I think LL had very good reason for closing that account.

 

He sued to get his account restored, and he got it restored.  Looks like a win to me.


The Court did not order that Bragg have his account restored. 

What LL was trying to do was deny us the right to our day in Court.  The Court said they couldn't do that.

LL did have a reason for 'banning' Bragg.   That action was not random. 

One huge downside of our legal system a lot of lawsuits don't get settled on the MERITS of the case but on how much they will cost to defend.  LL may have decided to take this route in this case and decided it would cost less to reinstate Bragg then to fight him in Court.  But that is something we will never know.  The settlement was confidential so we will never know if a Court would have found the 'banning' valid.

This is how Patent Trolls work.  It's cheaper to settle out of Court than to fight them. 
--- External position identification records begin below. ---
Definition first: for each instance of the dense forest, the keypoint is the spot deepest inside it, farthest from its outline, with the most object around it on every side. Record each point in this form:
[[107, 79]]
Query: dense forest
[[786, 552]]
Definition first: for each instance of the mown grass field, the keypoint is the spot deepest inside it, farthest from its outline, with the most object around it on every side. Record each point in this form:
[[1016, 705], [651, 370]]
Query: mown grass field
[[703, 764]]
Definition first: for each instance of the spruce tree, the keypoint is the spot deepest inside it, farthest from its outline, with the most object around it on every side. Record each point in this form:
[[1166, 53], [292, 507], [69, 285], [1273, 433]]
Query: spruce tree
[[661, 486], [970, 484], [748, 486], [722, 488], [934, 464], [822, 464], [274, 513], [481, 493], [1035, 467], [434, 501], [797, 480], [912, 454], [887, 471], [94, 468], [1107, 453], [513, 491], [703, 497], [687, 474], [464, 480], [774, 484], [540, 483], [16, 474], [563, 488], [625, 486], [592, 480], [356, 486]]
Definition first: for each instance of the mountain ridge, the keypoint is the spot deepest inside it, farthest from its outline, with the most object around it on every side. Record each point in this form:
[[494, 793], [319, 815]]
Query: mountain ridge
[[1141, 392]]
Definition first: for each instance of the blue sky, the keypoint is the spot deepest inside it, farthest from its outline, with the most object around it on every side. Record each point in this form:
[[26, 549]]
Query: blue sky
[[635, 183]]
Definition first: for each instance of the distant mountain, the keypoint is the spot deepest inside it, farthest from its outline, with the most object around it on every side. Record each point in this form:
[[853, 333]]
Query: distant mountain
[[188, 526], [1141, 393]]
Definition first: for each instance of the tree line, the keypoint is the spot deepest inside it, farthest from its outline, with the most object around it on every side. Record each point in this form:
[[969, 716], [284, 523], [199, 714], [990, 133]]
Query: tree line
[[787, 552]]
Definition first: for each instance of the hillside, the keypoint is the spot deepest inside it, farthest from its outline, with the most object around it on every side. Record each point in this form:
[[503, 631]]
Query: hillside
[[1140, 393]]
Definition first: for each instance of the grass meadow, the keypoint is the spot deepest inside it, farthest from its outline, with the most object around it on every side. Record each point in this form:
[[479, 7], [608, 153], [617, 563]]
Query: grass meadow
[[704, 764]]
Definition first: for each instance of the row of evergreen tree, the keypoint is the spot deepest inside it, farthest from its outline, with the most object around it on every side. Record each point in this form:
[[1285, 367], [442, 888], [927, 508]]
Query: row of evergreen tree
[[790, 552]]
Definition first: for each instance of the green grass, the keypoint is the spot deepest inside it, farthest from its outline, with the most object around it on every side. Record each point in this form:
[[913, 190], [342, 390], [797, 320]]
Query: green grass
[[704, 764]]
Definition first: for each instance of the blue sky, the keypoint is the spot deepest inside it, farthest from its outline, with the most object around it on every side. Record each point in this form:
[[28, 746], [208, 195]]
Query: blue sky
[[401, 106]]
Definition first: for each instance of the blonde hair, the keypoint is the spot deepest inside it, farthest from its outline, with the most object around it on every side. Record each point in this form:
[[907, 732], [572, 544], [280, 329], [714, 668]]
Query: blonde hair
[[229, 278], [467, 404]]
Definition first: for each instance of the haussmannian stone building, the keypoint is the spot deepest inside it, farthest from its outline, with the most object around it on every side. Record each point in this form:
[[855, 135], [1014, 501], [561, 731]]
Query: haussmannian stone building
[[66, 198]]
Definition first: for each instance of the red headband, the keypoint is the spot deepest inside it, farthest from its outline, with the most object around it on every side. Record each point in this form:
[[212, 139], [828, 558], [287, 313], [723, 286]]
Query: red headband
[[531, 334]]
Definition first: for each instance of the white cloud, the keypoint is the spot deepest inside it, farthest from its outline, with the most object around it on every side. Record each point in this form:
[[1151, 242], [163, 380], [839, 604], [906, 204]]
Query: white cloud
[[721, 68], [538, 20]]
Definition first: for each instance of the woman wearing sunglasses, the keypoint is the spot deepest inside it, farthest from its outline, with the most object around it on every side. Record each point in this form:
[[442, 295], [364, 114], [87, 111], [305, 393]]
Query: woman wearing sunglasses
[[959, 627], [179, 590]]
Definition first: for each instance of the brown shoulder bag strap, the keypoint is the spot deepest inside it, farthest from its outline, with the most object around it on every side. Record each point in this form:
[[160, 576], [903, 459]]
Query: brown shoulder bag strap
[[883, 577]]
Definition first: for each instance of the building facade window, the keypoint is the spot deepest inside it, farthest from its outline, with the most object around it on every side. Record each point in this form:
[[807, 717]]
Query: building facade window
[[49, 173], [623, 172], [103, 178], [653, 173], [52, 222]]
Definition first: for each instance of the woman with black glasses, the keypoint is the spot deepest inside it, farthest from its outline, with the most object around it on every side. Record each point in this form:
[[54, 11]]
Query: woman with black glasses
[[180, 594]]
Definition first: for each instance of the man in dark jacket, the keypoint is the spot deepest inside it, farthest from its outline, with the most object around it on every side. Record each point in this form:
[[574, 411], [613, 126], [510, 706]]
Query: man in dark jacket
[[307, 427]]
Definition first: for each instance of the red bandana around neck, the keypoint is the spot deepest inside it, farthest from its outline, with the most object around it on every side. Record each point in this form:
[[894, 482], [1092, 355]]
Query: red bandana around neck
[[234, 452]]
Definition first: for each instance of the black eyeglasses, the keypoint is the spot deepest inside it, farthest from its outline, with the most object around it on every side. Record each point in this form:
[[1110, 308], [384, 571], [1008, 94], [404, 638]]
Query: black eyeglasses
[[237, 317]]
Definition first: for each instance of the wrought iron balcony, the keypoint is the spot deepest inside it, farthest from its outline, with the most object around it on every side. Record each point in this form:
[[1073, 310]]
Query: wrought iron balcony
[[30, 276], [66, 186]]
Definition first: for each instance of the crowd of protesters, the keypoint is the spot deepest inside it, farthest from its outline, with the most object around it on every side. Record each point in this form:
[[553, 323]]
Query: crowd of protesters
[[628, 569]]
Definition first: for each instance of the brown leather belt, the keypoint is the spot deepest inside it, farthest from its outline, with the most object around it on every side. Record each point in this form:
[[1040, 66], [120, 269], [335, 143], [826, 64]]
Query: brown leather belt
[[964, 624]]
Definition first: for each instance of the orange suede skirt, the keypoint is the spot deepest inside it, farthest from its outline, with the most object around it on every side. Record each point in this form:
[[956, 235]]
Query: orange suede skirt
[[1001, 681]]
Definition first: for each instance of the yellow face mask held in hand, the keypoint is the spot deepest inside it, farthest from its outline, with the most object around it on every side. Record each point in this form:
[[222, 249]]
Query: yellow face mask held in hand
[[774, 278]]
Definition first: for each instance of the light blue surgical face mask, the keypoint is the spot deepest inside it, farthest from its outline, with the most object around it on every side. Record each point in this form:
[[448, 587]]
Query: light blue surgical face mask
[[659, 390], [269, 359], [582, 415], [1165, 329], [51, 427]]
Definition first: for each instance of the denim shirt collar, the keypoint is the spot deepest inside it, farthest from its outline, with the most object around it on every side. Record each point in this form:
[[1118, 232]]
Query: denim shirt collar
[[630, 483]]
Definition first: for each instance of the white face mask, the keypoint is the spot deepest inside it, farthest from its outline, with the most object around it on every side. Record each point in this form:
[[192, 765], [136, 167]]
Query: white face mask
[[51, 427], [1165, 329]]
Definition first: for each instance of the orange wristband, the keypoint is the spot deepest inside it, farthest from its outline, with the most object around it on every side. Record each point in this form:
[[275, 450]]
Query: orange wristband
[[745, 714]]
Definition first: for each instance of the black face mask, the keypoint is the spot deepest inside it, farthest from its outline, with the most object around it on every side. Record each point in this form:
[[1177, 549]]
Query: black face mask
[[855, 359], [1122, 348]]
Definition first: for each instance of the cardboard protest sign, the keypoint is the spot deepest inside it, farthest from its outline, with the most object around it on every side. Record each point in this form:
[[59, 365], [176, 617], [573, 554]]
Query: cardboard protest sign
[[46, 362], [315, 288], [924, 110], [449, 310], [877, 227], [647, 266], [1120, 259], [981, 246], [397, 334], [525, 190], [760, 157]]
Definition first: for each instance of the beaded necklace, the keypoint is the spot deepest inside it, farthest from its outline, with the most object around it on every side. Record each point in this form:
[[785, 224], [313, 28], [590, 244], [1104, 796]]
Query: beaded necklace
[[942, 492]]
http://upstart.bizjournals.com/news/wire/2013/06/05/high-profile-patent-troll-lawsuits.html?page=all

Note one of the examples:

"Drew Curtis of Fark.com shared how he refused to back down after he was hit with a patent infringement suit by Gooseberry Natural Resources. The firm had sued Fark.com, Yahoo and a host of other online media companies over infringement of its patent that covered the creation and distribution of news releases via email. The other companies refused to fight the case, settling out of court, but Curtis didn’t want to spend any money to make it go away (The average defense of a patent costs $2 million and takes 18 months when you win, he said.)"

A lot of people in the Tech World are hoping that Obama and Congress really begin to take this problem seriously.